Here's the biggest problem, for those hoping the lockout will end: if the Appeals Court rules that the NFLPA broke up in good faith and is truly no longer a union (versus simply disbanding for legal leverage), they will establish a nightmarish precedent for themselves.

Here's an example that may or may not simply be for the purpose of referencing The Wire, which is all the rage these days: If the Baltimore Union of the International Brotherhood of Stevedores decides it's being treated unfairly and wants to pursue litigation against its employer, Hypothetical Widget Shipping, Inc., it cannot dissolve the union, file a lawsuit and re-unionize later. At least not right now.

But it could -- potentially anyway -- do such a thing should the Appeals Court rule in favor of the players. (Edit: There is a difference between the status of sports leagues and other places of employ re: anti-trust status. But the point remains that the court would open itself up to a different interpretation of the law. Also, a better example could be: the NBA.)

This is problematic for the courts because it completely flips the jurisdiction of all labor disputes, if a union is willing to disband.

Remember, the Court of Appeals is pro-business; they're not "pro Roger Goodell." They don't care about this case in the sense of "How can we keep the players from winning?" They care about this case in the sense of "How does this effect future legal proceedings?"

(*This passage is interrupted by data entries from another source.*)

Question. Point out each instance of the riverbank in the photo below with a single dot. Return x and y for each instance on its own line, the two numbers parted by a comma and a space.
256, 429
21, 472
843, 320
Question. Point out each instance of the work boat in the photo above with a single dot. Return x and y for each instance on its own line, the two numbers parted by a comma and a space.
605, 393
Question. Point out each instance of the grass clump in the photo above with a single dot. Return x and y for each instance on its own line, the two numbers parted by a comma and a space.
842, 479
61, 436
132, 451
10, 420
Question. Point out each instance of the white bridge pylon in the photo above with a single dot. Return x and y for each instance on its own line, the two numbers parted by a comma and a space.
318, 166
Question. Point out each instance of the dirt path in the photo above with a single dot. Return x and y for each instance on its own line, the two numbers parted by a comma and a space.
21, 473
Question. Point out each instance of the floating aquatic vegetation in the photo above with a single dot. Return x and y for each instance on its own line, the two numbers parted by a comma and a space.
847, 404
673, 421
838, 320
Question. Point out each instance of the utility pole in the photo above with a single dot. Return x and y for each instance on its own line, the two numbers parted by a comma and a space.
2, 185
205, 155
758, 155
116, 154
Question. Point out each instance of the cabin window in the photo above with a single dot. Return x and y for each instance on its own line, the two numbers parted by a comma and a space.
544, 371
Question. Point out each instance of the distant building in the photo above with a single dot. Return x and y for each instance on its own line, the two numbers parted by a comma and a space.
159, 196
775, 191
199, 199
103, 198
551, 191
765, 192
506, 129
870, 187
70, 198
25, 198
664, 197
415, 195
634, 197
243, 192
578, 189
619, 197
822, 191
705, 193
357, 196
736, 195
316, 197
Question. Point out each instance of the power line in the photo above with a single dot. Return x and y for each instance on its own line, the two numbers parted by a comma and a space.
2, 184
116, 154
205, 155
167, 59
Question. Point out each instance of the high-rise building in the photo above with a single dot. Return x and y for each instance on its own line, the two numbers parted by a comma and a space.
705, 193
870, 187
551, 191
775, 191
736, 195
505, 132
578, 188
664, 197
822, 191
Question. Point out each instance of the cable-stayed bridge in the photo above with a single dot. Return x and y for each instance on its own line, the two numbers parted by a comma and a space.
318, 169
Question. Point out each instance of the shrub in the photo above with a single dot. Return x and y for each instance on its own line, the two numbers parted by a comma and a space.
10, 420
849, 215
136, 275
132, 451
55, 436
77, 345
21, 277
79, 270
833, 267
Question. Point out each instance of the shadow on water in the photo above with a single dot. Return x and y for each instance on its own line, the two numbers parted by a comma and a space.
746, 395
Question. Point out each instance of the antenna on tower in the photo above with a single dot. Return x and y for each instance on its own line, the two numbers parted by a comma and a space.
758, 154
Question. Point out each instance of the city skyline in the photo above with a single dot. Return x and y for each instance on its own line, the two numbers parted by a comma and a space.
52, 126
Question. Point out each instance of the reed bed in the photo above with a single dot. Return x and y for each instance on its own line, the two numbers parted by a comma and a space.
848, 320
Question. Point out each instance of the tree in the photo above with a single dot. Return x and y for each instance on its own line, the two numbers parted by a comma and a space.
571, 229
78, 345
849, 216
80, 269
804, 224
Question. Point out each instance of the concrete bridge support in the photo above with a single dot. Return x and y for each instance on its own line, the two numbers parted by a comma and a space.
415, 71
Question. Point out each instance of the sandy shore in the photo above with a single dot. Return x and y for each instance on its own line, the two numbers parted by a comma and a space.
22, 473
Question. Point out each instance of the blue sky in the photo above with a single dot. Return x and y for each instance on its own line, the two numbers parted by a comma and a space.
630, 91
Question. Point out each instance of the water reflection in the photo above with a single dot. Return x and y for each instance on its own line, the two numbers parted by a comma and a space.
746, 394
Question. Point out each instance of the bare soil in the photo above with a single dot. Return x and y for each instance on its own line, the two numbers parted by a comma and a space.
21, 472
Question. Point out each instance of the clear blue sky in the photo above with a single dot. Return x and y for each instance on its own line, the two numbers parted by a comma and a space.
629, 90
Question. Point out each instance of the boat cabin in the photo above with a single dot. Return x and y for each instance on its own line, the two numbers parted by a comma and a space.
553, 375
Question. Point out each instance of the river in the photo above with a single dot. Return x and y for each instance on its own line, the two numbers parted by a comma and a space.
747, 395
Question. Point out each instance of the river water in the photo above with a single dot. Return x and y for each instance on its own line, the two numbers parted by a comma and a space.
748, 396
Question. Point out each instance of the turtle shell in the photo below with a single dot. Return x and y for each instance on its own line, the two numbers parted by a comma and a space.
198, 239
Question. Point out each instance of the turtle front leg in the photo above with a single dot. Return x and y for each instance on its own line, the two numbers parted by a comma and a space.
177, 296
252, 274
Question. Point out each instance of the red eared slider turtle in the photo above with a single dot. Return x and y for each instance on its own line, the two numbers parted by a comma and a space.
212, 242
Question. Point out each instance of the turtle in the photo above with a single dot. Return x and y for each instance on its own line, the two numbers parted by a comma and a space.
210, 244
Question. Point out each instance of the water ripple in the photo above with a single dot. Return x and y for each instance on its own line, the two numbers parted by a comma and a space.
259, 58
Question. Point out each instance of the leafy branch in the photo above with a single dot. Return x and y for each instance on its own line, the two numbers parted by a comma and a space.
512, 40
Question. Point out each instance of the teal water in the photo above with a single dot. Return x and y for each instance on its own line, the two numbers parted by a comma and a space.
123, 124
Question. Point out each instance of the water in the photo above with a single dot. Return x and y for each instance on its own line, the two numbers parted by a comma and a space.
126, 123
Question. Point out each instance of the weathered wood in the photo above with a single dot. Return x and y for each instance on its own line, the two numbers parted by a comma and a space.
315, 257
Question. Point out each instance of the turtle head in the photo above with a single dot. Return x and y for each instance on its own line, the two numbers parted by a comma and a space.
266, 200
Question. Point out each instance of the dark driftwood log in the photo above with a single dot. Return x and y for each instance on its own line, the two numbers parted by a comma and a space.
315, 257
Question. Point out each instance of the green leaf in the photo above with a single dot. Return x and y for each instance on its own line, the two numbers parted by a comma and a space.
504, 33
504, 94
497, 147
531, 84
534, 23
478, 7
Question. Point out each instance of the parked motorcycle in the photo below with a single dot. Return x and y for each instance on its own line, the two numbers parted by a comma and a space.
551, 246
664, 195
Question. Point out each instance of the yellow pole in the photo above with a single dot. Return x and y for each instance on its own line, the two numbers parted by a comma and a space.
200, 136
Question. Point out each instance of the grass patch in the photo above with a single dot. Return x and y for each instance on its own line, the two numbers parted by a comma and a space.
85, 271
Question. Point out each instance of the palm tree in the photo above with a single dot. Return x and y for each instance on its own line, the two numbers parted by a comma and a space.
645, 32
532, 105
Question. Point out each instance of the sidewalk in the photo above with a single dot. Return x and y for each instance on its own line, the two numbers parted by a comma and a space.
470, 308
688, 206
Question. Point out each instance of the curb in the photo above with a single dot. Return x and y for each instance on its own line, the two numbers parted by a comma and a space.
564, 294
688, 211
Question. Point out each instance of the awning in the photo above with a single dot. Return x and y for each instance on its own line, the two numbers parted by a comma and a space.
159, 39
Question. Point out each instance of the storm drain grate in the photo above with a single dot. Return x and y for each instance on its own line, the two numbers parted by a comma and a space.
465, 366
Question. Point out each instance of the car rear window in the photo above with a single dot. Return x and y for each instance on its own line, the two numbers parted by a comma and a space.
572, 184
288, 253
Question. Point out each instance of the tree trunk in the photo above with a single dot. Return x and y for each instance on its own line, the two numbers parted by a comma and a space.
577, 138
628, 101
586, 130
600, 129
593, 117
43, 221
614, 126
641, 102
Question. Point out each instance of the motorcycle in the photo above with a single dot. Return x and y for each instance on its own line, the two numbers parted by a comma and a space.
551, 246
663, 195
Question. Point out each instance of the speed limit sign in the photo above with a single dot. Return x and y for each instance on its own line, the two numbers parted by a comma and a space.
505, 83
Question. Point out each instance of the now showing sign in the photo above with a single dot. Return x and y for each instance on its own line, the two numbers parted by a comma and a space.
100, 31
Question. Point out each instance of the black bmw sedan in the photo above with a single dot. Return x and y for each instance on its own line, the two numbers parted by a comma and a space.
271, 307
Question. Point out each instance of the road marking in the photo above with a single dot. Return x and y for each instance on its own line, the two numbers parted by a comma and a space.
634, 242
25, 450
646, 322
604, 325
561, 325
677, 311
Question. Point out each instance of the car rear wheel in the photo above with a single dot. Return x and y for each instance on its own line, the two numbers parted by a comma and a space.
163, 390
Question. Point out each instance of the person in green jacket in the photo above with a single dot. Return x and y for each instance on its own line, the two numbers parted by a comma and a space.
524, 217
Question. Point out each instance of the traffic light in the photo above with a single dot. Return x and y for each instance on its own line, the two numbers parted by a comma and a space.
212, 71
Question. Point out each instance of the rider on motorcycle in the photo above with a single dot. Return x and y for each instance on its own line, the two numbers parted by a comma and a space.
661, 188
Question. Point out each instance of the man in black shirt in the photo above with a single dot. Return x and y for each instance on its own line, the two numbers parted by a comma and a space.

Which is why it seems quite unlikely that the 8th Circuit will favor the players, regardless of how strong their arguments are.
This assume the union that decertifies is able to seek the protection of antitrust law. That may not be the case. It should also be noted that the union that decertifies not only shoud lose the restraints of Norris-Laguardia, but it also loses the protections of labor law. So it isn't a decision made lightly, particularly if antitrust violations aren't so clear. So, the slippery slope argument isn't very compelling here. What's funny is, the players aren't asking for a change in the law -- they're only asking to have the law applied as it has for the last 80 years. It's the owners asking for the law to be changed (or applied in a new scenario).
 
DallasEast;3956140 said:
So, basically, the trade association has decided to legally and blanketly align the super-secret National Football League with Arabian oil sheiks and Colombian drug lords. Nice. Then again, it does seem like someone we all know and love adopts the aura of a pusher man from time-to-time
The word "cartel" is used most often in the case of drug lords, yes. The term, however, has a broader application than that, of course. The association by the public of the term with drug lords does seem inevitable, but I think the judges are bright enough to understand how they're using the term.